Mind you. most of these attacks were against Uncle Sam, and his reckless and short-sighted Middle East policies. Instead of President Bush calling in the Saudi ambassador to Washington and reading him the riot act, they go shooting together and pose for home movies. Wahhabi-sponsored terrorism will only be destroyed when Western governments develop alternative sources of energy and deprive the Saudis of the moolah to support home-bred fanatics. But don't hold your breath. European intelligence chiefs smile and talk about the elephant in the room that politicians like to ignore: Islamist extremists who become European citizens and hold EU passports. These bums are not only active against us, they are also protected by laws that guarantee their freedom of speech and assembly. Do we wish our destruction or what?

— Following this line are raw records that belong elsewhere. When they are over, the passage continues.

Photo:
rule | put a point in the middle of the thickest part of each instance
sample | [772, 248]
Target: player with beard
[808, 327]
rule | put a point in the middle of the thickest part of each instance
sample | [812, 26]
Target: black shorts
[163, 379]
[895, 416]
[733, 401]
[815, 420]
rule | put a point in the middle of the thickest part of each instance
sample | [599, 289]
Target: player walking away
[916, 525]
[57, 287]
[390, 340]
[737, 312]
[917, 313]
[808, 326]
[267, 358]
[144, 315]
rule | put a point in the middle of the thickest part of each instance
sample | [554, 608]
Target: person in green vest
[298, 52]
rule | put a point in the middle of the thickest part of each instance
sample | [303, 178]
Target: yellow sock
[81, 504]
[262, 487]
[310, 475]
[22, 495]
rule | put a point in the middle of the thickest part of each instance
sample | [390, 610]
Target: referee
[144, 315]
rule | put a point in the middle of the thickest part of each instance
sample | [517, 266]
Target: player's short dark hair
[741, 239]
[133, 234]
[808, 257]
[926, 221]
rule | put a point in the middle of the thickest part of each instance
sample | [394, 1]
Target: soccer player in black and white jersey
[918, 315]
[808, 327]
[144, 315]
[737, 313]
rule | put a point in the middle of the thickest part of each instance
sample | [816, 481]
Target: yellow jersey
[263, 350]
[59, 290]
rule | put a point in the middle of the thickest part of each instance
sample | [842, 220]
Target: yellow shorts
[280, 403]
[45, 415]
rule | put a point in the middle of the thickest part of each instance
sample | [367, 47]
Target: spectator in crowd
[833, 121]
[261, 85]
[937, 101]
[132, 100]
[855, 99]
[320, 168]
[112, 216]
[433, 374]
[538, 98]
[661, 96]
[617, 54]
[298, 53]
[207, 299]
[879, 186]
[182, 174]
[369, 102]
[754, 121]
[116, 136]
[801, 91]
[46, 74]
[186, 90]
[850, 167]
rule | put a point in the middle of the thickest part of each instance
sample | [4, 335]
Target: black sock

Very depressing, I agree, but not half as depressing as the Sudanese genocide. After the second world war, the world said never again to genocide. But did the words ever carry real weight? In the 1970s as many as two million out of three million Cambodians were murdered by the homicidal Marxist regime of Pol Pot, but the perpetrators all died — or will die — in their beds once Uncle Sam decided they were a bulwark against the North Vietnamese. Talk about double standards. In the 1990s almost a million people were massacred in Rwanda, while the UN gave chic cocktail parties and was busy ripping up parking tickets issued against brave diplomats. Now Arab militias, supported by Khartoum, are carrying out mass murder against black Africans, The UN is finally doing something. It has decided to accept a few parking tickets issued against brave diplomats. As my father used to say, diplomats are very good at marrying rich women and making polite conversation at cocktail parties, but don't ever expect them actually to do something.
So far, so bad. Next week I'm off to Athens and the Games. Yanna Angelopoulos, who has made this Olympiad possible, has asked me to attend the opening ceremony as her guest. I'll most likely watch it on the telly. At my age seeing the Greek flag moves me to tears. Too many memories of hard-fought contests. But I will be at her dinner, following the opening, and will tell you all about it in future.